Transient influx of Ca2+ constitutes an early event in the signaling cascades that trigger plant defense responses. However, the downstream components of defense-associated Ca2+ signaling are largely unknown. Because Ca2+ signals are mediated by Ca2+-binding proteins, including calmodulin (CaM), identification and characterization of CaM-binding proteins elicited by pathogens should provide insights into the mechanism by which Ca2+ regulates defense responses.
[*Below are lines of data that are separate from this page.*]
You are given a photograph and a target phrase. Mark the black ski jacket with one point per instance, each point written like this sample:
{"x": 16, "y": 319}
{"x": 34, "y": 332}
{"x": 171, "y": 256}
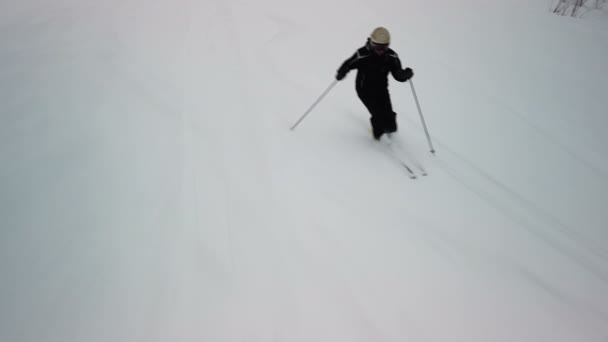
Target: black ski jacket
{"x": 373, "y": 69}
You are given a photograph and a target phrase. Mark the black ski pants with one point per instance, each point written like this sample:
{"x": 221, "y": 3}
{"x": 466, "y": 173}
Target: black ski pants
{"x": 378, "y": 103}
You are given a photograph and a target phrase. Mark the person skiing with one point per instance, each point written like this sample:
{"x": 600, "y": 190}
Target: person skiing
{"x": 373, "y": 63}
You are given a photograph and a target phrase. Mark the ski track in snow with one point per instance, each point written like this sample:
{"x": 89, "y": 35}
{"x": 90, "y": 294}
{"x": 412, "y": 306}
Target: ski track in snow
{"x": 152, "y": 190}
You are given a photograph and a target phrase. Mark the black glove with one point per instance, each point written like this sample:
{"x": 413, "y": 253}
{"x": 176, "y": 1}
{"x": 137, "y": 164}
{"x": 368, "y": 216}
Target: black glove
{"x": 408, "y": 73}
In this study, we isolated a gene encoding rice Mlo (Oryza sativa Mlo; OsMlo) using a protein-protein interaction-based screening of a cDNA expression library constructed from pathogen-elicited rice suspension cells. OsMlo has a molecular mass of 62 kDa and shares 65% sequence identity and scaffold topology with barley Mlo, a heptahelical transmembrane protein known to function as a negative regulator of broad spectrum disease resistance and leaf cell death. By using gel overlay assays, we showed that OsMlo produced in Escherichia coli binds to soybean CaM isoform-1 (SCaM-1) in a Ca2+-dependent manner. We located a 20- amino acid CaM-binding domain (CaMBD) in the OsMlo C-terminal cytoplasmic tail that is necessary and sufficient for Ca2+- dependent CaM complex formation. Specific binding of the conserved CaMBD to CaM was corroborated by site-directed mutagenesis, a gel mobility shift assay, and a competition assay with a Ca2+/CaM-dependent enzyme. Expression of OsMlo was strongly induced by a fungal pathogen and by plant defense signaling molecules. We propose that binding of Ca2+-loaded CaM to the C-terminal tail may be a common feature of Mlo proteins.